The Center reported that…

“…the majority of claims focused on three new main categories: that the consequences of global warming were either harmless or even beneficial;
that climate science was unreliable; and that climate solutions would not work [ or maybe are not yet available] the most predominate theme.”

The first is easily dismissed. The second theme that “climate science was unreliable” is best left to climate scientists themselves.

The last theme seems to me an appropriate one for public policy discussion and debate without technology commentators incurring the label of “climate denial.” Surely someone disputing the effectiveness of a claimed cure for cancer does not mean they don’t believe that cancer exists.

The issues involved in climate “solutions” are not climate science but issues of: cost and availability of carbon-free energy sources, size of new infrastructure investment , and lifecycle analysis of greenhouse gas emissions from manufacture, operation and disposal at retirement.

Writing something similar Bill Gates observed “Climate science tells us why we need to deal with this problem but not how to deal with it. For that we’ll need biology, chemistry, physics, political science, economics, engineering and other sciences.”

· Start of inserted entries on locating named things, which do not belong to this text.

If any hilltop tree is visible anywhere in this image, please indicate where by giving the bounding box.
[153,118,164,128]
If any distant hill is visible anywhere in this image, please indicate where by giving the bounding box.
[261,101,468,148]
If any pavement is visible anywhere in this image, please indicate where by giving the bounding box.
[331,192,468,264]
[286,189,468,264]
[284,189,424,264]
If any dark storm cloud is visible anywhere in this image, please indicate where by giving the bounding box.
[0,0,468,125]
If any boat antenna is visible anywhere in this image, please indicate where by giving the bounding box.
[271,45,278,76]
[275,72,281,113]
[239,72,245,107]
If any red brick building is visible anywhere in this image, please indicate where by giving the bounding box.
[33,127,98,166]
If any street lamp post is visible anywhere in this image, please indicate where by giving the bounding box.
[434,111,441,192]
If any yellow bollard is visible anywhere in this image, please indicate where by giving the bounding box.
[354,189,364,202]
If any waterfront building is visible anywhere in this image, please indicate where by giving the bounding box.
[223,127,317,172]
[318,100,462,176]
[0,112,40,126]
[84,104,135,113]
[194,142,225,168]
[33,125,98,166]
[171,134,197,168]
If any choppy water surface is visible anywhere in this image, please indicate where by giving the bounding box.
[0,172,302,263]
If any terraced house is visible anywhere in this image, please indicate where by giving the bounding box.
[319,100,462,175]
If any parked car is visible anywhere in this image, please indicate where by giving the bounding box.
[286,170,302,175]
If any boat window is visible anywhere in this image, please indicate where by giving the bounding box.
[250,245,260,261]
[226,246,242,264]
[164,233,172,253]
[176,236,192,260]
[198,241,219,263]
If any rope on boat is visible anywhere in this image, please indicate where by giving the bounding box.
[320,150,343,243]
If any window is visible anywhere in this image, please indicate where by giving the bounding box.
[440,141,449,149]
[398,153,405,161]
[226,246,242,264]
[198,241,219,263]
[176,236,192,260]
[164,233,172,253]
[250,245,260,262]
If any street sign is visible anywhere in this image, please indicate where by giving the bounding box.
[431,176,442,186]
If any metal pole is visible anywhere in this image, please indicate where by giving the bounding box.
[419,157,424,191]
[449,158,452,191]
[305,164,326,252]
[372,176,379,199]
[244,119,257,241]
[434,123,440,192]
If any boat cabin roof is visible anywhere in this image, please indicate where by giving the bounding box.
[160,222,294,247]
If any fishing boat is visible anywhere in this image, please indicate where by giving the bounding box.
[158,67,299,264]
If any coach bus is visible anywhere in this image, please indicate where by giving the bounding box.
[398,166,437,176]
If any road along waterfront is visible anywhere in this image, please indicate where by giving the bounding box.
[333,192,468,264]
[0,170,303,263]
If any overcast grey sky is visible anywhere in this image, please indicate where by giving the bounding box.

Preferred “climate solutions” are usually based on public policy decisions with respect to choice of competing technologies accompanied by public budget expenditures, tax incentives and increases in utility rates and energy prices. To claim that a specific climate solution “would not work” is an appropriate public position to take if supported by facts and analysis. Those who disagree have the opportunity to offer their own studies but not the right to label opposing studies as “climate denial.”

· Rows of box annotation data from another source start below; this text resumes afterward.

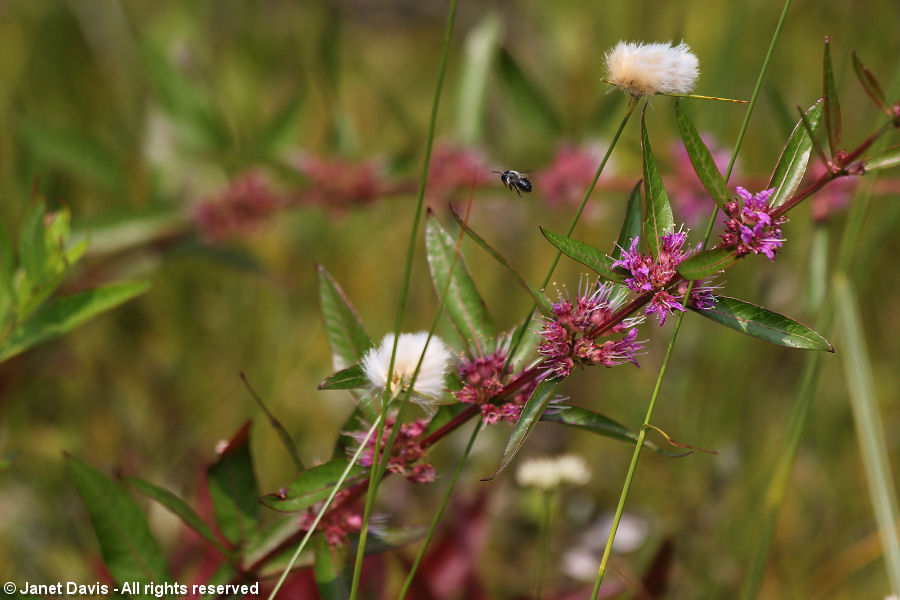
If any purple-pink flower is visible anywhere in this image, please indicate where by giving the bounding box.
[538,284,643,377]
[454,349,537,425]
[349,415,435,483]
[613,231,715,325]
[722,186,787,261]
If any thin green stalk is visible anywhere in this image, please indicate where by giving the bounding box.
[833,273,900,593]
[350,0,457,600]
[740,58,900,600]
[269,415,381,600]
[591,0,791,598]
[534,488,558,600]
[397,419,481,600]
[507,96,639,366]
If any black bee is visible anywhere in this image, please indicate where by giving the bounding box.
[493,171,531,196]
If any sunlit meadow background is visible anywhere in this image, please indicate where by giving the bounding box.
[0,0,900,599]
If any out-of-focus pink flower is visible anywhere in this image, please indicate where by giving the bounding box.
[298,154,384,212]
[425,142,492,200]
[193,172,282,242]
[534,144,609,206]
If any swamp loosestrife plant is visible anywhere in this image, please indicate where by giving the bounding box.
[61,21,900,597]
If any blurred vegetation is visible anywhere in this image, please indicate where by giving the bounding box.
[0,0,900,599]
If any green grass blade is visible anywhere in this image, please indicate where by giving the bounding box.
[834,274,900,593]
[822,35,841,156]
[641,105,675,256]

After-all what is one to make, in a climate denial analysis, of Gate’s observation that “Although we have a number of cost-competitive low-carbon solutions today, we still don’t have all the technologies we need to get to zero emissions globally.”

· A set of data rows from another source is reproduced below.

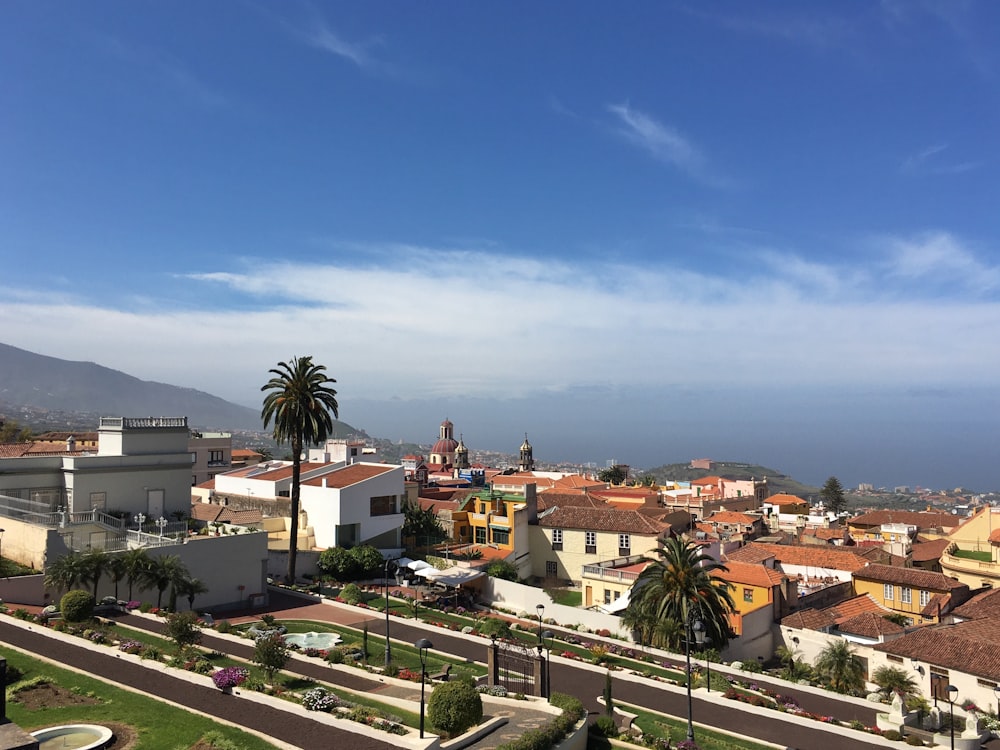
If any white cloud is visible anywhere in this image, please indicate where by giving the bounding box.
[0,234,1000,414]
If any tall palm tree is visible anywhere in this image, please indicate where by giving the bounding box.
[44,550,87,592]
[80,547,111,602]
[260,357,340,583]
[121,547,152,601]
[176,578,208,610]
[629,537,734,648]
[143,555,190,609]
[814,638,865,694]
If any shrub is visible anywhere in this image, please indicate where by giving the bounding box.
[427,682,483,737]
[59,589,94,622]
[212,667,250,690]
[590,716,618,737]
[302,688,341,713]
[340,583,364,604]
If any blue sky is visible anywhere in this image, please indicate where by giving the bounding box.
[0,0,1000,488]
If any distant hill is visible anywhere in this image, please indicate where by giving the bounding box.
[643,461,819,499]
[0,344,363,437]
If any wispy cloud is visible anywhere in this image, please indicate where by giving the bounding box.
[0,232,1000,402]
[899,143,985,175]
[607,103,730,187]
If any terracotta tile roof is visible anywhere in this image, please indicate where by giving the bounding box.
[838,612,906,638]
[910,539,951,563]
[538,490,611,511]
[713,561,788,589]
[781,608,836,630]
[826,594,892,625]
[847,510,960,530]
[872,617,1000,682]
[538,506,670,536]
[854,563,969,591]
[302,464,396,490]
[726,542,868,573]
[952,589,1000,622]
[705,510,760,525]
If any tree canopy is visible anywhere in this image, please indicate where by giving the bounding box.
[260,356,340,583]
[819,477,847,514]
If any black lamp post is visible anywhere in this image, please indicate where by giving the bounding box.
[689,617,712,693]
[413,638,434,739]
[542,630,555,698]
[948,685,958,750]
[684,610,695,742]
[385,560,393,669]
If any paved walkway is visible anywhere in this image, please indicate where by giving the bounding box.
[213,589,892,750]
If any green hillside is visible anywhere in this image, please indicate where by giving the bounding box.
[644,461,819,499]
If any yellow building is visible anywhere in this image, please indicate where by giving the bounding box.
[854,564,970,625]
[713,561,797,636]
[940,506,1000,589]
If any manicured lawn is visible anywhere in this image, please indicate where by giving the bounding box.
[615,701,773,750]
[0,647,275,750]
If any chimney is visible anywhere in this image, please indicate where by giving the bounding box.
[524,482,538,524]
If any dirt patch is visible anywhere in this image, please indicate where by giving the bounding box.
[10,682,100,711]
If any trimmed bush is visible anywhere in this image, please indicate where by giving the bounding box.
[427,682,483,737]
[59,589,94,622]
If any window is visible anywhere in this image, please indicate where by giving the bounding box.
[618,534,632,555]
[368,495,396,516]
[552,529,562,550]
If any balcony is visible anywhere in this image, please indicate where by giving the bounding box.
[583,565,639,583]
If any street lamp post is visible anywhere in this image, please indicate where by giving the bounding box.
[385,560,396,668]
[948,685,958,750]
[542,630,554,698]
[684,609,705,742]
[413,638,434,739]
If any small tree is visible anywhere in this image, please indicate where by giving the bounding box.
[819,477,847,514]
[167,612,201,651]
[316,547,360,583]
[253,633,288,683]
[427,680,483,737]
[59,589,94,622]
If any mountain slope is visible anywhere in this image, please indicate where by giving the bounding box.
[0,343,262,430]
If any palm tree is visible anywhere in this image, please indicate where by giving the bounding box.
[44,550,87,592]
[814,638,865,694]
[872,665,920,701]
[121,547,152,601]
[143,555,190,609]
[80,547,111,602]
[260,357,339,583]
[177,578,208,609]
[629,537,734,649]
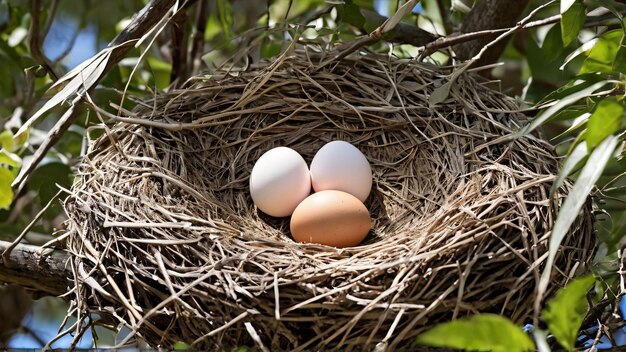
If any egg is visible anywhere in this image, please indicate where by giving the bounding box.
[311,141,372,202]
[289,190,372,248]
[250,147,311,217]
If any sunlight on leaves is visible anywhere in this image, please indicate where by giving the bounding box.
[541,276,595,351]
[585,98,624,150]
[538,136,619,306]
[0,167,15,210]
[561,1,586,47]
[416,314,535,352]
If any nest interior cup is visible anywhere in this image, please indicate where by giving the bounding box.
[65,47,594,350]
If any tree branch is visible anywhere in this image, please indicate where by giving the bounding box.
[361,9,437,46]
[0,241,73,296]
[454,0,529,66]
[13,0,182,198]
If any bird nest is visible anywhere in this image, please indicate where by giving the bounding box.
[65,47,594,350]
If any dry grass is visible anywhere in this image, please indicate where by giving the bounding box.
[65,47,594,350]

To support this assertion Gates provides the following list of

Technologies needed:

HOW TO AVOID A CLIMATE DISASTER 
Hydrogen produced without emitting carbon 
Grid-scale electricity storage that can last a full season 
Electrofuels 
Advanced biofuels 
Zero-carbon cement 
Zero-carbon steel 
Plant- and cell-based meat and dairy 
Zero-carbon fertilizer 
Next-generation nuclear fission 
Nuclear fusion 
Carbon capture (both direct air capture and point capture) 
Underground electricity transmission 
Zero-carbon plastics 
Geothermal energy 
Pumped hydro 
Thermal storage 
Drought- and flood-tolerant food crops 
Zero-carbon alternatives to palm oil 
Coolants that don't contain F-gases

Reference: Gates, Bill, How To Avoid A Climate Disaster, Alfred A. Knopf, New York 2021


The Honorable Branko Terzic is a former Commissioner on the U.S. Federal Energy Regulatory Commission and State of Wisconsin Public Service Commission, in addition to energy industry experience was a US Army Reserve Foreign Area Officer ( FAO) for Eastern Europe (1979-1990). He hold a BS Engineering and honorary Doctor of Sciences in Engineering (h.c.) both from the University of Wisconsin- Milwaukee.